Look, I’m just a human so my grasp of the eternal is spotty at best, but I believe the reason God used such a method is so that no human could declare themselves the source of His success. In other words the method establishes the war as a spiritual one with a spiritual outcome. To win the war in the spirit realm we must fight against the “flesh,” which can be summed up as the efforts of humanity to right itself with the spiritual on their own.

Unfortunately, some biblical scholars have misinterpreted the word Paul uses (flesh) to mean the physical reality and human body but this poses dichotomy for them. God created the physical right? Therefore it follows that if He established what we know as the physical realm and called it good, then calling it sinful is…? Do you see the problem here? God doesn’t create active sin just the default option for it. So if God is the source of salvation and nothing humans do affects the bottom line, then His use of the very method with which humans tried to defeat Him would make sense. Paul’s argument against the “flesh” speaks to the human spirit racked by sinful tendencies not the physical body itself. If he includes the body itself, then he does so not as a state of origin but as a vessel of memory for the works of sin. So our physical selves are infected with the virus of sin–or, better yet, the intoxicating nature of a drug we began taking in Eden. For sin is a self-induced addiction we introduced into our nature through choice not a disease we caught by exposure, therefore it can’t be a virus it has to be a spiritual substance we binge on in order to get a godlike high.
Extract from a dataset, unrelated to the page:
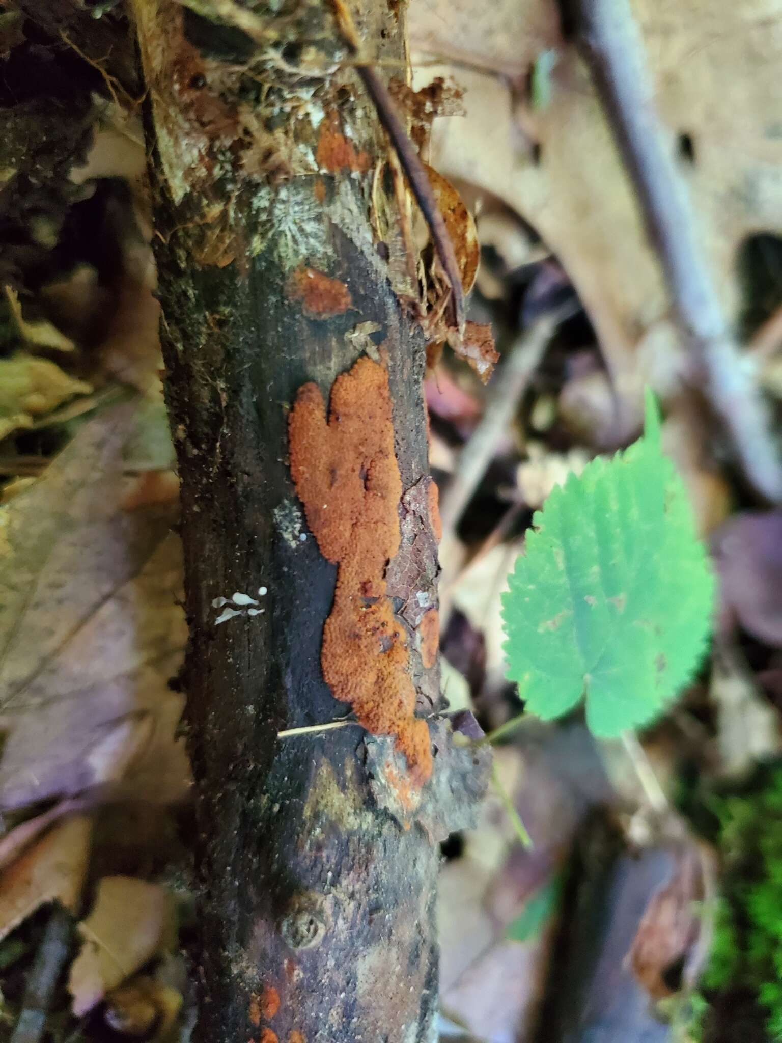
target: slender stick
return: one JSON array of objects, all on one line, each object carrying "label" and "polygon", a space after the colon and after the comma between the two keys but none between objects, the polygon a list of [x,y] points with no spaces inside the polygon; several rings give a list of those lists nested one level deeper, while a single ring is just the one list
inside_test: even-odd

Human leaders with spiritual education crucified the Savior of the world. They took the spiritual representative of heaven and tortured, mocked, lied about, then killed Him. Whether they recognized Him as God”s messenger or not the NT doesn’t really clarify, although it does say the Jewish leaders understood and could not refute the miracles as supernatural in origin. The NT even intimates these same leaders knew the resurrection happened but paid off the witnesses to lie about the fact.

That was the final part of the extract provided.